You also are trying to compare the defense acquisition contract to research contracts. I think it’s pretty safe to say that defense acquisitions is a lot more f&%^*ed up.
I can’t speak for DOE either. I know HHS and DOL get positive and negative reviews, they have reacted to research, and when they don’t react to research we tell people that they don’t.
– HUD changed RESPA regulations in response to research we did.
– JTPA was repealed and replaced with WIA because of findings indicating JTPA had no impact. WIA incorporated insights on why JTPA failed.
– Bush’s HGJTI initiative was put into place in response to research suggesting that sectoral training had a higher payoff than other types. I’ve been involved in the evaluation of HGJTI and we have some mixed reviews – hopefully it will be tweaked in response to our research, but time will tell.
Some of these are changes – at least one is a repeal – JTPA. That was a widely publicized finding. I’ll be waiting for your car.
I’m not sure DOD or DOE respond in this way.
Silas –
You seem wedded to this understanding. I’m clearly not going to make a dent.
Silas Barta
Sep 16 2010 at 11:51am
@Daniel_Kuehn: If I’m “wedded” to the understanding that a taco stand that exists solely because of a government program *might* not be the growth we’re looking for, then I don’t want a divorce!
Congrats on all that political capital you’re building up, though.

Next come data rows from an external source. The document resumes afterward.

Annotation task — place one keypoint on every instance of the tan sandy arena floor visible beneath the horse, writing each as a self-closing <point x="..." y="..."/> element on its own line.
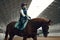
<point x="39" y="38"/>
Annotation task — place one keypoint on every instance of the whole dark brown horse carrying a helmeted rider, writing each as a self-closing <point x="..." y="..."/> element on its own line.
<point x="31" y="29"/>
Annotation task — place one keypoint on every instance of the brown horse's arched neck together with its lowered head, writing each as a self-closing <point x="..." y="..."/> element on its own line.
<point x="44" y="23"/>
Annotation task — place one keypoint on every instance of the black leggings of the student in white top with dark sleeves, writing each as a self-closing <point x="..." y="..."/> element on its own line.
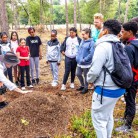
<point x="70" y="66"/>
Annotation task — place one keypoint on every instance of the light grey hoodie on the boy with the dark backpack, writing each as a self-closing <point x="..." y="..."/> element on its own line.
<point x="103" y="56"/>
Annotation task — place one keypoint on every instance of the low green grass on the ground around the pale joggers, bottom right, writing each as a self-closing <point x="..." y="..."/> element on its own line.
<point x="81" y="126"/>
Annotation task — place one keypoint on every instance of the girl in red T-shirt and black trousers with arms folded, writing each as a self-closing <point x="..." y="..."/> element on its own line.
<point x="23" y="54"/>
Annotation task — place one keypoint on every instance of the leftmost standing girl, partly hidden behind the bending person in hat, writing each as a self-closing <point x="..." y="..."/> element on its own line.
<point x="5" y="46"/>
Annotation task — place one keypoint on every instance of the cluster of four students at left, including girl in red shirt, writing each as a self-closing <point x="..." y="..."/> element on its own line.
<point x="29" y="57"/>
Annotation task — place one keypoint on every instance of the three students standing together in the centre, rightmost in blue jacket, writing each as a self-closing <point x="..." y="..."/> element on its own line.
<point x="78" y="57"/>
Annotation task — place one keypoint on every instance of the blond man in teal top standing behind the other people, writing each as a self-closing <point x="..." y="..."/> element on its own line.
<point x="98" y="25"/>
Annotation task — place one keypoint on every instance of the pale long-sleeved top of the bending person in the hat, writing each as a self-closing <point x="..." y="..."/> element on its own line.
<point x="11" y="86"/>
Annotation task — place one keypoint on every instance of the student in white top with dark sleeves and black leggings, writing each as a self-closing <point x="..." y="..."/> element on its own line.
<point x="69" y="50"/>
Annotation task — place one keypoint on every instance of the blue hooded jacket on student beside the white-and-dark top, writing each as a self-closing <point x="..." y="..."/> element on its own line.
<point x="85" y="52"/>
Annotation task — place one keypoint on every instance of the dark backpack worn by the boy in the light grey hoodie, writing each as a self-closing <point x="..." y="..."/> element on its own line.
<point x="122" y="74"/>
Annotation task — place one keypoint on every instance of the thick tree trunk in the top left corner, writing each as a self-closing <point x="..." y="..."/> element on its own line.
<point x="4" y="17"/>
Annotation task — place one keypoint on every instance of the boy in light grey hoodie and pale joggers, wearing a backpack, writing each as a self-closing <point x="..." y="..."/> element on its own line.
<point x="102" y="114"/>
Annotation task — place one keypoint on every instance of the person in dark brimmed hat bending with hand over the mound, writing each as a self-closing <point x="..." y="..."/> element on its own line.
<point x="6" y="61"/>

Now I see why you’re so wedded to the idea of keeping an expanding state around.
Daniel Kuehn
Sep 16 2010 at 12:42pm
Who said anything about an expanding state? Barring some macroeconomic policymaking which oughta be temporary, I think the state oughta shrink.
You’re so caught up in your own ideology you didn’t even realize that.
Daniel Kuehn
Sep 16 2010 at 12:43pm
Well let me put it this way – there are some places where it needs to shrink dramatically and there are places where it needs to make inroads. How it nets out is sort of a question mark of course – but I’ve never really thought of myself as wanting to expand the state.
Why you think that is beyond me… I suppose because I take standard macro and empirical science seriously?!?!? I’m not sure why.
Jacob Oost
Sep 17 2010 at 4:19am
What I meant Kuehn was that your rosy view of the government laying out an objective process and then following it was merely the microcosm you have personal experience with. It is a far from complete picture of how the government operates, especially when it comes to propaganda. I’d give an example of what I’m talking about from my own microcosm but I can’t share it right now. You need to watch more “Yes, Minister.”